Метафора здесь взята от пиршественных возлияний; ср. выше, прим. 59 к диалогу "Филеб".
— Еще бы! Но что ты имеешь в виду?
[Удовольствие и страдание. Отличие подлинного удовольствия от простого прекращения страданий]
— Я это найду, если ты мне поможешь своими ответами.
— Задавай же вопросы.
— Скажи-ка, не говорим ли мы, что страдание противоположно удовольствию?
— Конечно.
— А бывает ли что-нибудь ни радостным, ни печальным?
— Бывает.
— Посредине между этими двумя состояниями будет какое-то спокойствие души в отношении того и другого?

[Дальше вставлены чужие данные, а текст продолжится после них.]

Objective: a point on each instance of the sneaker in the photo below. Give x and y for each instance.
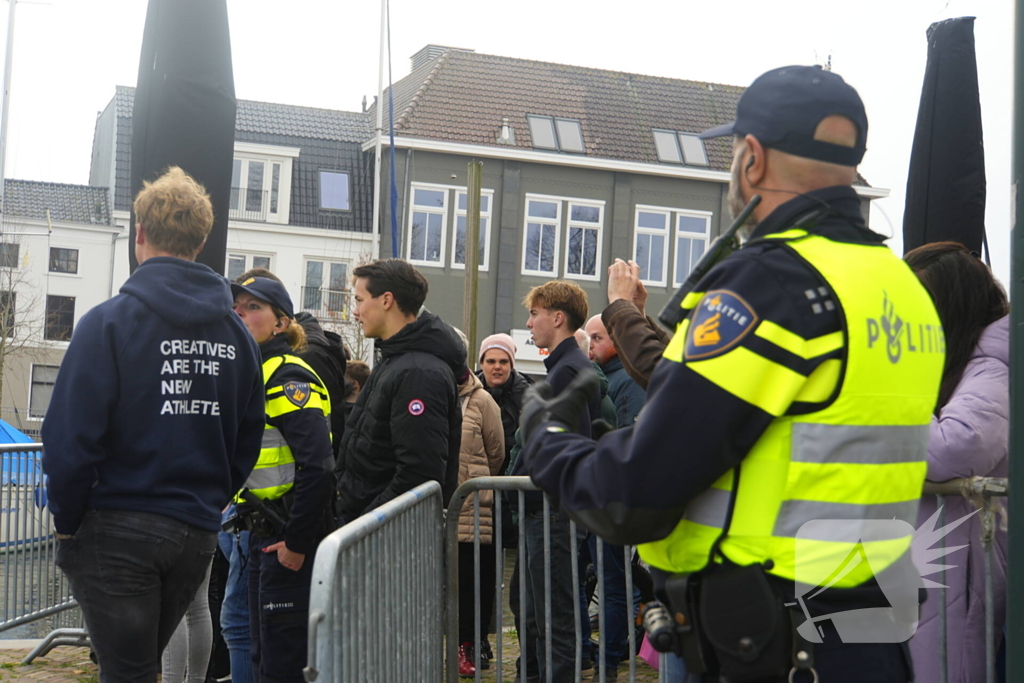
(485, 654)
(466, 656)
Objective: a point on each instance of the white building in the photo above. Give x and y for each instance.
(300, 207)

Или ты это называешь иначе?
— Нет, так.
— Ты помнишь слова больных — что они говорят, когда хворают?
— А именно?
— Они говорят: нет ничего приятнее, чем быть здоровым. Но до болезни они не замечали, насколько это приятно.
— Да, помню.
— И если человек страдает от какой-либо боли, ты слышал, как говорят, что приятнее всего, когда боль прекращается?
— Слышал.
— И во многих подобных же случаях ты замечаешь, я думаю, что люди, когда у них горе, мечтают не о радостях, как о высшем удовольствии, а о том, чтобы не было горя и наступил бы покой.
— Покой становится тогда, пожалуй, желанным и приятным.
— А когда человек лишается какой-нибудь радости, покой после удовольствия будет печален.
— Пожалуй.
— Стало быть, то, что, как мы сейчас сказали, занимает середину между двумя крайностями, то есть покой, бывает и тем и другим, и страданием и удовольствием.
— По-видимому.
— А разве возможно, не будучи ни тем ни другим, оказаться и тем и другим?
— По-моему, нет.
— И удовольствие, возникающее в душе, и страдание — оба они суть какое-то движение. Или нет?